There were 1,420 households, out of which 27.3% had children under the age of 18 living with them, 49.0% were married couples living together, 11.2% had a female householder with no husband present, and 36.4% were non-families. 33.0% of all households were made up of individuals, and 17.0% had someone living alone who was 65 years of age or older. The average household size was 2.24 and the average family size was 2.81.

In the village, the population was spread out, with 22.5% under the age of 18, 7.0% from 18 to 24, 27.0% from 25 to 44, 24.4% from 45 to 64, and 19.1% who were 65 years of age or older. The median age was 41 years. For every 100 females, there were 89.7 males. For every 100 females age 18 and over, there were 86.8 males.
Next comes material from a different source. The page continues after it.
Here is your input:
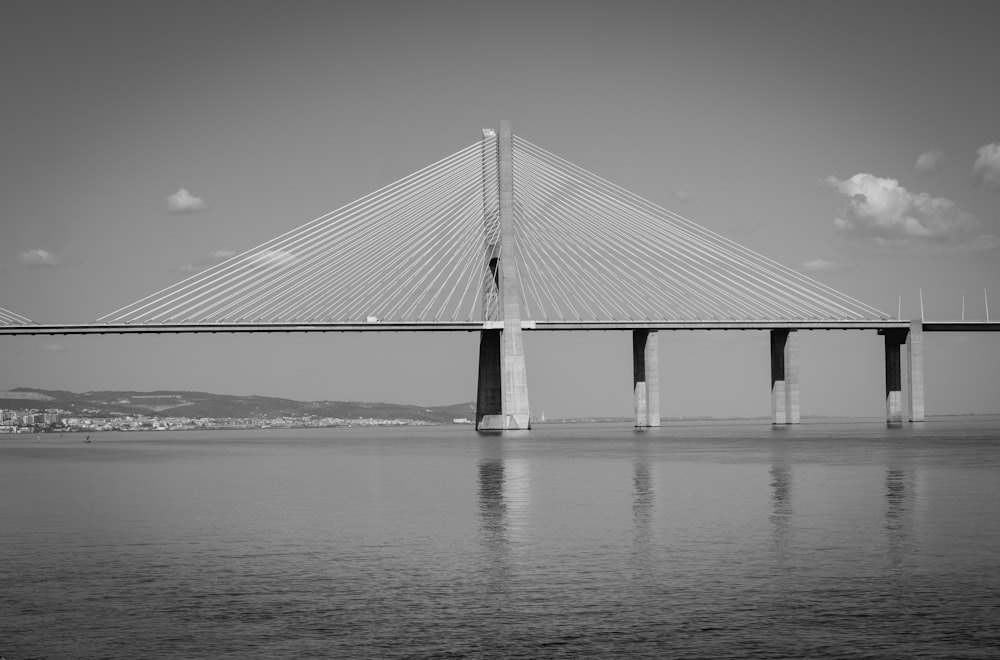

The median income for a household in the village was $34,654, and the median income for a family was $47,083. Males had a median income of $31,694 versus $21,433 for females. The per capita income for the village was $17,538. About 4.7% of families and 7.4% of the population were below the poverty line, including 7.2% of those under age 18 and 5.9% of those age 65 or over.
==Education==

Westville is served by the Westville Community Unit School District #2, which includes Judith Giacoma Elementary, Westville Junior High School, and Westville High School.

Until 2010, Westville was home to the private, Catholic Preschool-8th Grade institution, Saint Mary's Parish Grade School, but the school has been permanently closed.

==Transportation==
Danville Mass Transit provides bus service on Route 1 connecting Westville to downtown Danville and other destinations.